TB data archiving

Joined
Mar 15, 2002
Messages
782
Suppose you have a project coming up that is dealing with several TB of data. Some portions of the data may need to be retained for up to 75+ years. These are video archives and there are 20 cameras that each have the 40GB hard drives in them. When the drive is full it will be dumped onto a server that has several TB of disk space. These are really estimated quesses about how long it will take for one of the 40GB camera disks to fill up, but for the sake of this post we will say 2 months to fill up the 40GB drives.

So each year all 20 cameras will produce roughly almost 4.8TB of video (estimated).

This would be a Windows environment and the upfront cost isn't a limiting factor however long term costs are.

Given the above info what would be an optimal solution for data archiving.

Some ideas being thrown around:

Using 1TB USB drives to archive data for long term storage.

Having two servers, one onsite and the other offisite and have them replicate.

Using tape for this instance may not work due to the amount of data in question.

Any ideas on this very rough outline? It is important to me that I get as much input from other organizations that deal with large amounts of data too. We have never had this much data to deal with before so I'm reaching out to several options to see what is in use out there.

EDIT: I just spoke with one of the persons in chagne and it seems that only certain videos will be reatined for 75+ years. All other videos will only be retained for 1 yr.
 
Last edited:
Fist off your not thinking far enough ahead,

Your saying 4.8 TB of data a year? but only planning for 8 TB.

I would configure two SANs at remote facilities (your need a large pipe to support them) you can either replicate the SANs or use a backup archiving program of your choice.

Bottom line, your SANs need to be easly expandable beyone 8 TB. You don't want to go in next year and say "hey we are out of space" cause that will not go over well.
 
You are right k1pp3r. My fault I didn't update my notes before I posted. This was a prevous number before we actually did some in the field testing with the cameras.

The 8TB of space was the most disk space I could get with a Dell PE at the time. I have edited the post to reflect that. Thanks for the input.
 
I see some sort of replication needed with tape archiving of the replicated data. I'm not sure what you mean when you say that tape might not be an acceptable solution.
 
For off-site retention I'd go with a solution that used a dedicated provider to move tapes around for you and transport them to an off-site storage facility. Recurring costs would be fixed and it's better than tagging this on as an extra sysadmin duty. My previous and current sites both used managed backup/tape services.

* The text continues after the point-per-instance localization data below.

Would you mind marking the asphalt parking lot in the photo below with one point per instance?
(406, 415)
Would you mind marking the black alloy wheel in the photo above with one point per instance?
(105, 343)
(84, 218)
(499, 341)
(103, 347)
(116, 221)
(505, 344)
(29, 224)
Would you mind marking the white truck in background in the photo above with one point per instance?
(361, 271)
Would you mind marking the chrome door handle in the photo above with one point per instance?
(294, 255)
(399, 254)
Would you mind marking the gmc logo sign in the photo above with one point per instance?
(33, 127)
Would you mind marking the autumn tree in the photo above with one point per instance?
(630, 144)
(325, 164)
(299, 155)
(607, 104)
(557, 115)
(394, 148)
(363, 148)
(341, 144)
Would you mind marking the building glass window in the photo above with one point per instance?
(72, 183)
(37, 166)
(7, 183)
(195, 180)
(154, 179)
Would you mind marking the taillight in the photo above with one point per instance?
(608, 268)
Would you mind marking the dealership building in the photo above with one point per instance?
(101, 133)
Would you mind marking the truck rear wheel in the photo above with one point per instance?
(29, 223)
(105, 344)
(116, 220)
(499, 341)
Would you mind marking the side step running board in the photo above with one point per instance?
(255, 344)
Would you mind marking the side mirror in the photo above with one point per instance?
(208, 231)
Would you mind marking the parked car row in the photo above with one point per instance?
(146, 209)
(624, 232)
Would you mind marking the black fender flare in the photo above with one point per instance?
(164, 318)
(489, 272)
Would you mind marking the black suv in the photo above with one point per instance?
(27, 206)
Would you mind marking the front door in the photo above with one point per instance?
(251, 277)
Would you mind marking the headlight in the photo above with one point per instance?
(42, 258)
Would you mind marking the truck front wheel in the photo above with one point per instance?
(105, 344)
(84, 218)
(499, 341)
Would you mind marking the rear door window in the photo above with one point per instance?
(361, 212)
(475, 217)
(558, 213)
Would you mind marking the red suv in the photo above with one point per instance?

75+ year retention is a little unreasonable. At some point the medium on which the data is stored will be unreadable because you can't find any operating drives left (feel free to ask NASA about those Apollo master recordings). That's not to mention the medium itself will decay at some point.

If you need data integrity I'd go with WORM drives onto something like the latest generation LTO tapes
 
75+ year retention is a little unreasonable.

Not really, i have a customer that we do some data storage for that implemented a 99 year retention period. You can't even delete a single item out of your email due to retention. I helped them design part of their exchange 07 environment they are workin on.

Its a pretty bad ass setup.

OP, i would replicate two SANs at remote facilites with a tape vault for archiving data on a montly/yearly schedule. That way you have data in two locations, plus on tape if you have a major meltdown.

Do go with storage build into Dell PE servers, you can't expand them at the rate you need. A SAN will cost you upfront, but its made for storage.

Exit:

I wanted to add that instead of dumping the cameras when they are full you should create a dump schedule and download the video logs according to that schedule, not when the camera is full.

If you wait until the cameras are full to dump them i bet you a billion dollars they all fill up at once, then you get backlogged with your replication and backups. Which isn't good
 
Last edited:
Not really, i have a customer that we do some data storage for that implemented a 99 year retention period

I was referring to the fact that anyone can say "we want to save data for a million years" but the logistics of migrating the data from one obsolete hardware platform to another as time passes must be taken into account.

"Back in the day" I worked at a place that used large magneto-optical disks for storage. Good luck finding drives that can still read them now. Even if you can still fine the right drive to read them you'll need to jump through some hoops to interface it with a modern computer. Not a lot of 8-bit SCSI left out there, etc, etc...
 
I was referring to the fact that anyone can say "we want to save data for a million years" but the logistics of migrating the data from one obsolete hardware platform to another as time passes must be taken into account.

"Back in the day" I worked at a place that used large magneto-optical disks for storage. Good luck finding drives that can still read them now. Even if you can still fine the right drive to read them you'll need to jump through some hoops to interface it with a modern computer. Not a lot of 8-bit SCSI left out there, etc, etc...

You raise some very good points.

So basically if data is needed to be retained for 75+ years we will have to everntually dump all the data onto newer media as time progresses. Just don't' wait so long that the media the data is stored on is already degraded.
 
If you want 20, 30, 40+ year retention you will need to work into your plan a migration every 10-15 years.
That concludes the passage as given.